After all that, we relaxed at the hotel. I had some pretty good chats with some of the girls on the other programs. Us 10 from Wisconsin are the only ones who have been/will be here for the whole year, and I am so so grateful that our program works like this and that we've had as much help and orientation as we have...even if we feel lost some of the time.

We also took a 3-hour drive to go hike this mountain, and visited a Batique village at the top that the senegalese student knew about. The climb was steeper than I thought, but it was great to stretch my legs. I love hiking, I've gotta do more backpacking in the states. The village of Iwo was cool; a totally different culture than any other place in Senegal. Very traditional and animist. We walked around and chilled with the villagers and their enormous sacred baobab trees. We visted the tiny school and played with this sweet little girl. One of the villagers told us that she ¨went crazy¨ when she was sick as a baby, so now she's the best kind of crazy: happy and carefree crazy. She dances in the streets and repeats French words and laughs like a hyena.
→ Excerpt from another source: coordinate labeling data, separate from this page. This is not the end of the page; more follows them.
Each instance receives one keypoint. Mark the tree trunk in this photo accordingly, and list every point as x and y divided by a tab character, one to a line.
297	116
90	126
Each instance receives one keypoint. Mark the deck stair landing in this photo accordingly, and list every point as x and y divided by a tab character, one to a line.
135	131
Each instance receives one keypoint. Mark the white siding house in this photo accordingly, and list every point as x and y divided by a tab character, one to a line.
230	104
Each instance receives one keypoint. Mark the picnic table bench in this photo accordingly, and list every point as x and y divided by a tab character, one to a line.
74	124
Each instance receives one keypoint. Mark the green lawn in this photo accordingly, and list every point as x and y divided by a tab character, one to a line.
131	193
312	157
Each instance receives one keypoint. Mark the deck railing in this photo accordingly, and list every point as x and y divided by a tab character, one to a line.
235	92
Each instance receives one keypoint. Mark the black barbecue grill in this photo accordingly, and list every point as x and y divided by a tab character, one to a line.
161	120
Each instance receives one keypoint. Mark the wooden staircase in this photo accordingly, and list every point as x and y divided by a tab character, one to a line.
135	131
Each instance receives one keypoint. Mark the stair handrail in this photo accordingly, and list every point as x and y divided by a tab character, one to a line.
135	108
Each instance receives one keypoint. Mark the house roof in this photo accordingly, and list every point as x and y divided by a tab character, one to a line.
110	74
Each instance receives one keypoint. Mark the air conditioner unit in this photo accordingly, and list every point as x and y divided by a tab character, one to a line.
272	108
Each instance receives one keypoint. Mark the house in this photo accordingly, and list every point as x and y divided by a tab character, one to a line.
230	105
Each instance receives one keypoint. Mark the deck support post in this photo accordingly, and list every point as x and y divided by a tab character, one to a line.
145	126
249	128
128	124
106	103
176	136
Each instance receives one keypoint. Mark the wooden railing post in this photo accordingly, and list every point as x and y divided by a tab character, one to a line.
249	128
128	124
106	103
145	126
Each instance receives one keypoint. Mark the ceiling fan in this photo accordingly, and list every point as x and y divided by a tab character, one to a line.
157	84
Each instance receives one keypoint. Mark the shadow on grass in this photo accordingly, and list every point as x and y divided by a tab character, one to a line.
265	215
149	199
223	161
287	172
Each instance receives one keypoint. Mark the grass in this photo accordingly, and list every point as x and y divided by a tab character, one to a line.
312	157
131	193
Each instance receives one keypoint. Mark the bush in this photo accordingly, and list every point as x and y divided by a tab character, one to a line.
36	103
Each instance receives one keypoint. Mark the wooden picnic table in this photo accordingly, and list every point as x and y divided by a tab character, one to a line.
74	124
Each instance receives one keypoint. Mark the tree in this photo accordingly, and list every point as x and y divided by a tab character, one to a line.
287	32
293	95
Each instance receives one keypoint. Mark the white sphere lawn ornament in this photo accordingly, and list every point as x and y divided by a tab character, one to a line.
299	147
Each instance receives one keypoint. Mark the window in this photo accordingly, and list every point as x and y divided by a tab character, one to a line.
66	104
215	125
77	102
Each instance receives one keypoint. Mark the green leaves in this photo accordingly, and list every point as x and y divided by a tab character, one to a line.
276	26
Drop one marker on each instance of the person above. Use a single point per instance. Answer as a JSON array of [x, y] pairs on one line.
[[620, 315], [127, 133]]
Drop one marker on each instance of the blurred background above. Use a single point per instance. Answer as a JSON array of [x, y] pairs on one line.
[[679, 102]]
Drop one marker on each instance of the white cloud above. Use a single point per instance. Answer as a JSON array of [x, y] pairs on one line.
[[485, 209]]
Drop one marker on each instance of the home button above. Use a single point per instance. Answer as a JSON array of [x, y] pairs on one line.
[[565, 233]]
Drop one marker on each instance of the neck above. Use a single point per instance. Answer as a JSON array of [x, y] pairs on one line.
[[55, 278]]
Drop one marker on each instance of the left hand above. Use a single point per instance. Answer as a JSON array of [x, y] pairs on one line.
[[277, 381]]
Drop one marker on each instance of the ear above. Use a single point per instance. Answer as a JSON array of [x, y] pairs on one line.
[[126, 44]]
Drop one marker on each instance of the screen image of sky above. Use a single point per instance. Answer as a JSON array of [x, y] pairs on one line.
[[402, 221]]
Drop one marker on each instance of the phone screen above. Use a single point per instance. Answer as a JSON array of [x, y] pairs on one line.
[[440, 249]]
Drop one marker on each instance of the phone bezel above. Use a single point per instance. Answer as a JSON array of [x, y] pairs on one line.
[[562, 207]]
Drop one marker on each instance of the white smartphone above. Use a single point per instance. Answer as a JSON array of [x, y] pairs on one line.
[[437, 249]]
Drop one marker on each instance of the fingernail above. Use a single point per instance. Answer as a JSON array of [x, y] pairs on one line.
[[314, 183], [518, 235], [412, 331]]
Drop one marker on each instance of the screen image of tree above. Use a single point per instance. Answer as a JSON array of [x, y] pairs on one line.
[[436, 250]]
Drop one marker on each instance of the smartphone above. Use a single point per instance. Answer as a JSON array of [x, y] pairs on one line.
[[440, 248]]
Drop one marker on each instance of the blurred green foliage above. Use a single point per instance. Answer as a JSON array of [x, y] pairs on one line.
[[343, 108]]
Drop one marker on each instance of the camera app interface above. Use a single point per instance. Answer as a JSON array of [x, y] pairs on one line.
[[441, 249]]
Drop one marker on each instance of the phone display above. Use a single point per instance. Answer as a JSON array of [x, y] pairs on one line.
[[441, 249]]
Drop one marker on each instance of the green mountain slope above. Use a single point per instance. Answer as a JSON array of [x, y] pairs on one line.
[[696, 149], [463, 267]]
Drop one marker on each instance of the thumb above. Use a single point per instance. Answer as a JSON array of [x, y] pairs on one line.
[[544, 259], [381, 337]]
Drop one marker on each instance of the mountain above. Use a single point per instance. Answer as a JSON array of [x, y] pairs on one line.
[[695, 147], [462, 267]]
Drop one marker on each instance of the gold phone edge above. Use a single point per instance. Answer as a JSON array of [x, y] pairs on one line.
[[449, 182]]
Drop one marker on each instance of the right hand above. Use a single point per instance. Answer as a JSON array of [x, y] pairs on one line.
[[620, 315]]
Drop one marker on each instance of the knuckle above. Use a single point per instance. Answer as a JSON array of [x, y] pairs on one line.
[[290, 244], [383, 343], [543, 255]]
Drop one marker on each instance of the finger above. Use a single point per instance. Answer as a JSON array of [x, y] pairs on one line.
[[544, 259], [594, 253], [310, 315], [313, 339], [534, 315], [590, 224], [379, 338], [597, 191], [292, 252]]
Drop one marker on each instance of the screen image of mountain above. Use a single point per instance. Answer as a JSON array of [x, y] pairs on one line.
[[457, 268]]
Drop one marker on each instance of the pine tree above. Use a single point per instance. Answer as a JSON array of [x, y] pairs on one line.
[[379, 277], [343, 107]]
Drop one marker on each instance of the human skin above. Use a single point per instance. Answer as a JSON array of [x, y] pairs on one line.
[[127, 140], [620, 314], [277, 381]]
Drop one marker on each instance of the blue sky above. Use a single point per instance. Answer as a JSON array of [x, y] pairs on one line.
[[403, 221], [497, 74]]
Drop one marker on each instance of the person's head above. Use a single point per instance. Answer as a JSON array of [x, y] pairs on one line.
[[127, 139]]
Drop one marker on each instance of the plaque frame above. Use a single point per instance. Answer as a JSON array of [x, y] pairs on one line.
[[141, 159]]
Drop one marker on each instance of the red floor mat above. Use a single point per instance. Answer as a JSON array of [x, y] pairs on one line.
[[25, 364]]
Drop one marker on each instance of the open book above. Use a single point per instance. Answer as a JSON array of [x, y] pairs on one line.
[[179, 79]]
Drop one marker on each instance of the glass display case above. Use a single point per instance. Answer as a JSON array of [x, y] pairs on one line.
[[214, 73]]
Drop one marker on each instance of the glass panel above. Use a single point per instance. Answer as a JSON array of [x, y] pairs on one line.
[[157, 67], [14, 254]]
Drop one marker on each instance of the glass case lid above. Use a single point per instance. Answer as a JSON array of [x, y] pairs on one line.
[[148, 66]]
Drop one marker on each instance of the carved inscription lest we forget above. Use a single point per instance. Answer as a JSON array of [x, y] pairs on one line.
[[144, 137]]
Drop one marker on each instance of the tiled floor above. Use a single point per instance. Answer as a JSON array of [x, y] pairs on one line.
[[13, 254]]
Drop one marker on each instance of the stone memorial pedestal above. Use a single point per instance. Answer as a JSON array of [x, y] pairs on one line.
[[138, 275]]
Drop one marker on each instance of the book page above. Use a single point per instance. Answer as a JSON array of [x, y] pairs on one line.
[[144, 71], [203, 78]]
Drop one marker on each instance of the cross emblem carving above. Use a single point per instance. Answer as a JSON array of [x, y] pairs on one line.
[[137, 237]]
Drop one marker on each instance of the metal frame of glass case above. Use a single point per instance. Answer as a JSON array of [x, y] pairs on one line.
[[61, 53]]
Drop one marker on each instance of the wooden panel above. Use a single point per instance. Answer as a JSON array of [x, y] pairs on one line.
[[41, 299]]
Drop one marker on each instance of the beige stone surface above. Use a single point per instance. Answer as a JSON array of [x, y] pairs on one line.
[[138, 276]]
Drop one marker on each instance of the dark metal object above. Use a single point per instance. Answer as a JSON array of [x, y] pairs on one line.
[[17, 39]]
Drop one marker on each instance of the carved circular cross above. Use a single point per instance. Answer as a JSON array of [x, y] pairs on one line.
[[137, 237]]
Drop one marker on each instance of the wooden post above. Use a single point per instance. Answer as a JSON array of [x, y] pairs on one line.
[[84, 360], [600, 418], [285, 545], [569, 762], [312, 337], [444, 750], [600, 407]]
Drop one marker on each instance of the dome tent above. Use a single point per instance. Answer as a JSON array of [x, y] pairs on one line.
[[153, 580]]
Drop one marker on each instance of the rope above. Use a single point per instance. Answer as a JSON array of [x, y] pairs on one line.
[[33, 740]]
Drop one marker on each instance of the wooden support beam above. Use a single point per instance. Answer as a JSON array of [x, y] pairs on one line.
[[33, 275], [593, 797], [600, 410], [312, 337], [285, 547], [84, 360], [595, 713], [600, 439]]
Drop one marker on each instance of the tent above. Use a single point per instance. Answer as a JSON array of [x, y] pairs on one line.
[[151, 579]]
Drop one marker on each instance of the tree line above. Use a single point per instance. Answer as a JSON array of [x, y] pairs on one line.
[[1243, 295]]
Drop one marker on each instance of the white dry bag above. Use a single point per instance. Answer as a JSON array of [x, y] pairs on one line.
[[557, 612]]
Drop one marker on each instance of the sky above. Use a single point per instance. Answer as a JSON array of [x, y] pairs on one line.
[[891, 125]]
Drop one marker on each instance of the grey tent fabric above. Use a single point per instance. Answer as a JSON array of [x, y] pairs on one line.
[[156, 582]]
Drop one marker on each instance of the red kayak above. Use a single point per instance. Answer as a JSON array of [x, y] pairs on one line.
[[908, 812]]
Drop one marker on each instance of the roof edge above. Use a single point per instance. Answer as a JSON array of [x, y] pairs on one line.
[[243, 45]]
She restored my faith in children. While in the village, I bought a rad pair of earrings that are made from old guinean coins that are dated from the 1920s. I wonder what their story is. Also, in the center of the village, there was a dead leopard with piles of food and money offerings surrounding it. The village chief told us that the leopard had killed some of their cows, so they were obliged to poison it and then need to give offerings to its soul to apologize.

The last night, we all had a fabulous dinner at the student's family's house, and Mr. Barry - who is the man, by the way- bought us a special treat. We left straight away for a 24-hour return voyage in the same rickety bus. No sleep. Till Brooklyn. On the way back to St. Louis, we stopped by the holy city of Touba, where the 2nd biggest african mosque is located. Those of us who covered our heads got to go inside. It was really fabulous and opulent- its the scene of a muslim pilgrammage every March and Mourides come from all around the world to pray at this mosque. It made me excited to see Africa's first biggest mosque next week in Casablanca. And someday the world's biggest mosque in Mecca.

We got back to campus in time to start the second semester of classses....which, so far, have not started, save for 1 hour of a political science class which, as I already recounted, was interupted by rabid freshmen. I'm trying to find my bearings by choosing new classes for this semester and next in Madison. And now Im trying to call hotels in Morocco on Skype. Alll riiight.
See my facebook for more photos of the trip, by the way.

à bientot!

1 comment:

Anonymous said...

I think its kinda sad that the people were forced to kill the lepoard so that they wouldn't lose precious livestock and money, and yet felt obligated to give up their money and food anyway for poisoning it...

Sounds like a ripe area to share the Gospel, huh?